Enquanto decorriam as cerimônias fúnebres, foguetes e morteiros atingiram a zona onde está situada a embaixada dos Estados Unidos em Bagdad, cujas forças de segurança de imediato ativaram mecanismos de defesa, incluindo aviões não tripulados ('drones').

@REUTERS
Segundo agências internacionais, no cortejo fúnebre desfilaram vários líderes iraquianos, que pararam em frente dos caixões, particularmente o de Abu Mehdi al-Mohandis, número dois da coligação paramilitar pró-iraniana.
Durante a cobertura mediática da cerimónia fúnebre, a televisão estatal iraquiana acusou os Estados Unidos de estarem a voltar a atacar o Iraque, referindo-se a uma nova ofensiva, na sexta-feira, em que pelo menos cinco pessoas morreram, a norte de Bagdad, que teve como alvo dois veículos de membros da Hachad al-Chaabi, a milícia iraquiana apoiada pelo Irão.

@REUTRES
No domingo, o parlamento iraquiano realizará uma sessão extraordinária, durante a qual será denunciado o acordo que enquadra a presença dos cerca de cinco mil solidados norte-americanos no país.
"Todo o parlamentar que não comparecer à votação para expulsar o ocupante do Iraque será um traidor da pátria", alertou um deputado pró-iraniano na sua conta pessoal da rede social Twitter.
O comandante da força de elite iraniana Al-Quds, Qassem Soleimani, morreu sexta-feira no ataque aéreo contra o aeroporto internacional de Bagdad que o Pentágono declarou ter sido ordenado pelo Presidente dos Estados Unidos.
O ataque ocorreu três dias depois de um assalto inédito à embaixada norte-americana que durou dois dias e apenas terminou quando Trump anunciou o envio de mais 750 soldados para o Médio Oriente.
O ataque já suscitou várias reações, tendo quatro dos cinco membros permanentes do Conselho de Segurança das Nações Unidas -- Rússia, França, Reino Unido e China - alertado para o inevitável aumento das tensões na região e pedem as partes envolvidas que reduzam a tensão. O quinto membro permanente do Conselho de Segurança da ONU são os Estados Unidos.

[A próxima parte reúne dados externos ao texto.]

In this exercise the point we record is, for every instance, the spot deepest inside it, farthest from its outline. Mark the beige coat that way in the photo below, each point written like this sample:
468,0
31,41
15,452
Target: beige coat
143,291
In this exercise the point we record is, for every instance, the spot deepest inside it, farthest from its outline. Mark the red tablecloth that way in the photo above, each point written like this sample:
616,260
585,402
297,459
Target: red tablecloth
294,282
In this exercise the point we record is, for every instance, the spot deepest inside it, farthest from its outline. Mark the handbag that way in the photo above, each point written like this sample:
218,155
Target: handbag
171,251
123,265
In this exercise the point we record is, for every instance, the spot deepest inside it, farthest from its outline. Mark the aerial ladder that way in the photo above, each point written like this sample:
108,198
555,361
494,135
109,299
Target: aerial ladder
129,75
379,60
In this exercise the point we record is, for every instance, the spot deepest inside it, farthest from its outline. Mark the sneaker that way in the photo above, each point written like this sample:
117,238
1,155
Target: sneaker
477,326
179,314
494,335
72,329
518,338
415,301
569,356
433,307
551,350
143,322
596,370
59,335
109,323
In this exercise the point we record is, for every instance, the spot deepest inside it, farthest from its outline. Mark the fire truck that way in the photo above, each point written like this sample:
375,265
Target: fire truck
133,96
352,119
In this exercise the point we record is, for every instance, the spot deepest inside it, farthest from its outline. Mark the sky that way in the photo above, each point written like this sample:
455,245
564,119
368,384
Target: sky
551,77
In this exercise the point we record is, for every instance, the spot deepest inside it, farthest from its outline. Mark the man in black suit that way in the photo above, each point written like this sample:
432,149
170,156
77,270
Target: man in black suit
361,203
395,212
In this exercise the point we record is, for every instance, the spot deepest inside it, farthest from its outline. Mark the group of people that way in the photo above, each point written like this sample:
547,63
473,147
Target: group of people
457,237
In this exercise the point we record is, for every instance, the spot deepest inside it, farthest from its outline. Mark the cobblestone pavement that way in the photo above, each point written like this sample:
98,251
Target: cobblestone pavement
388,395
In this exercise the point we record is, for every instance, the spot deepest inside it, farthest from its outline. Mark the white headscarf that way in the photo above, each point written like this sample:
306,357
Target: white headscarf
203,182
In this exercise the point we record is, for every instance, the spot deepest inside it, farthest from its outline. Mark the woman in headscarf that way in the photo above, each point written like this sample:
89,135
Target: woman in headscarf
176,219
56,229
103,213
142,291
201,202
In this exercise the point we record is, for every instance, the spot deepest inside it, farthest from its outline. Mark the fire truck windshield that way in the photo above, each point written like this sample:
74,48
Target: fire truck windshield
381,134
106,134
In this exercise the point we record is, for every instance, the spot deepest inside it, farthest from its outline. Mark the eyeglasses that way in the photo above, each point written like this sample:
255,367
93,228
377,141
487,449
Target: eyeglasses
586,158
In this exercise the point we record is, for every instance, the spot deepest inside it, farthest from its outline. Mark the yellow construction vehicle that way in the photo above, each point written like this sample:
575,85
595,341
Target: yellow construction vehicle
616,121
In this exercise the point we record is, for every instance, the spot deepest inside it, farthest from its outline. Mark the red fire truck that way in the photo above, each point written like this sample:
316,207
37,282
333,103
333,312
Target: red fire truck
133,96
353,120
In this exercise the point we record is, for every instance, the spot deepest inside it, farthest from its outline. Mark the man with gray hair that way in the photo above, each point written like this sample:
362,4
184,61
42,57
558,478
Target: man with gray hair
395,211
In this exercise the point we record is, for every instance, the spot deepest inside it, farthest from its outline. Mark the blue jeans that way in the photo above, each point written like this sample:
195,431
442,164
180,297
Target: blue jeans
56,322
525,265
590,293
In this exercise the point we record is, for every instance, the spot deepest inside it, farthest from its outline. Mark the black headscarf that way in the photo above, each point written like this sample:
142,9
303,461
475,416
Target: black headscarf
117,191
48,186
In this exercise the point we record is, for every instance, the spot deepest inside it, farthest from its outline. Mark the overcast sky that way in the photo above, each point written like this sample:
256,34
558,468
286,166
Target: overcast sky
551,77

No Irão, o sentimento é de vingança, com o Presidente e os Guardas da Revolução a garantirem que o país e "outras nações livres da região" vão vingar-se dos Estados Unidos.
Também o líder supremo do Irão, o ayatollah Ali Khamenei, prometeu vingar a morte do general e declarou três dias de luto nacional, enquanto o chefe da diplomacia considerou que a morte como "um ato de terrorismo internacional".
Do lado iraquiano, o primeiro-ministro iraquiano demissionário, Adel Abdel Mahdi, advertiu que este assassínio vai "desencadear uma guerra devastadora no Iraque" e o grande ayatollah Ali al-Sistani, figura principal da política iraquiana, considerou o assassínio de Qassem Soleimani "um ataque injustificado" e "uma violação flagrante da soberania iraquiana".